Ein der Morgenröte ähnlicher Widerschein ließ, die Basilika weiß erscheinen, der Rest des Horizonts verfiel in tiefe Dunkelheit. Auf der Seite sah man nur einige verlorene Kerzen, die ihren Weg allein zogen, so wie Leuchtkäfer mit ihren kleinen Laternen ihre Bahn suchen. Ein Teil der Prozession mußte jedoch auf den Kalvarienberg gestiegen sein, denn Lichtersterne wandelten auch dort droben unter dem freien Himmel umher. Endlich kam der Augenblick, da die letzten Kerzen erschienen, ihren Gang um die Rasenplätze machten, zusammenflossen und im Flammenmeer untergingen. Dreißigtausend Kerzen brannten, indem sie ihre Kreisbewegung fortsetzten und ihre Glut schürten. Oben an dem hohen ruhigen Himmel waren die Gestirne bleicher geworden. Das dröhnende Rollen der Stimmen, die »Ave, ave, ave Maria!« glichen dem Knistern der flammenden Herzen, die sich in Gebeten verzehrten, um die Seelen zu retten.

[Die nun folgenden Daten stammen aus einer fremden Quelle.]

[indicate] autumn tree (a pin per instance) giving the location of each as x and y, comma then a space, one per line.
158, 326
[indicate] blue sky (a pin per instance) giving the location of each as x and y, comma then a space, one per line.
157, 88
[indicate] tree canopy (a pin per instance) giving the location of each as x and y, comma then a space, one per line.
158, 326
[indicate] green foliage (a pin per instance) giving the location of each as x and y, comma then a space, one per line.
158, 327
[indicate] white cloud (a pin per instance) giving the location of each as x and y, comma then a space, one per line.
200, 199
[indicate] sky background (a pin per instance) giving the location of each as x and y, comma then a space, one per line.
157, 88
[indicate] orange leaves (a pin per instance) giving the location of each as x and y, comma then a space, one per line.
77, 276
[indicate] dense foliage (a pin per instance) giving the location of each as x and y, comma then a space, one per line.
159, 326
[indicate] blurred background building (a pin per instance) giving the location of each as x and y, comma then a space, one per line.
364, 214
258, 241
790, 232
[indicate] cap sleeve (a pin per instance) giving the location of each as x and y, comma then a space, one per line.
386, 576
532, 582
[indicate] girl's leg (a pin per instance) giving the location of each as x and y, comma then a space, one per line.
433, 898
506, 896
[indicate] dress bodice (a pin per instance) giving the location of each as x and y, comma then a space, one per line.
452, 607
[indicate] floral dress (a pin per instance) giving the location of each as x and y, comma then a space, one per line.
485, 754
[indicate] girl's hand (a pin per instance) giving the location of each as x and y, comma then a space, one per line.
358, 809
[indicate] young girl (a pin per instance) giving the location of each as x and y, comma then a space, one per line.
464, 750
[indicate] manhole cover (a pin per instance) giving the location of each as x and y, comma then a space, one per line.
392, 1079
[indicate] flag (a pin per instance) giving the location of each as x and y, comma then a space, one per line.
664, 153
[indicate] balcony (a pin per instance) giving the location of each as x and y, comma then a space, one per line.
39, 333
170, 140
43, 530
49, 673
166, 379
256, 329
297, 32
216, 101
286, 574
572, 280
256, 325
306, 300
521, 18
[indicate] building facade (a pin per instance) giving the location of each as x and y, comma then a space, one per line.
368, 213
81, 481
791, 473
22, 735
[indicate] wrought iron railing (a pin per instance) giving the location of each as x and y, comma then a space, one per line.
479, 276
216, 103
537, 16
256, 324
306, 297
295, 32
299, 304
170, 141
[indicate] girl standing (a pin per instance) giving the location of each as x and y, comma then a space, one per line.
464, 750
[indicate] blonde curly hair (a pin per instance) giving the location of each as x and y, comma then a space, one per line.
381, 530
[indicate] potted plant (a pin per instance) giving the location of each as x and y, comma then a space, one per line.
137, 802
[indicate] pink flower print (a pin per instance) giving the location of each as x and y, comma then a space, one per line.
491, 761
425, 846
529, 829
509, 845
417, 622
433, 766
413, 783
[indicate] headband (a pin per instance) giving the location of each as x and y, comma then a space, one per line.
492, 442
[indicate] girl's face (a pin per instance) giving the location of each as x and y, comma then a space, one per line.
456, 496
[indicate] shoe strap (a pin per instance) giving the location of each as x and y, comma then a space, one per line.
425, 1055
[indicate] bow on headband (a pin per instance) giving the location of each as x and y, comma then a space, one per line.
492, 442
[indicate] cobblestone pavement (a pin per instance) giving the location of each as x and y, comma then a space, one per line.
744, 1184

Soeben waren die Kerzen nacheinander erloschen und die Herrscherin Nacht dunkel und mild aufs neue herniedergesunken, als Pierre und Marie merkten, daß sie sich noch immer auf derselben Stelle befanden, Hand in Hand unter der geheimnisvollen Hülle der Bäume. In der Ferne, in den dunklen Straßen von Lourdes gingen nur noch verirrte Pilger, die sich nach dem Weg erkundigten, um ihr Lager aufzusuchen. Im Schatten streifte und huschte alles herum, was am Ende von Festtagen sich umhertreibt und den Schlaf sucht. Sie aber vergaßen sich selbst, wichen nicht von der Stelle und fühlten sich unaussprechlich glücklich im Duft der unsichtbaren Rosen.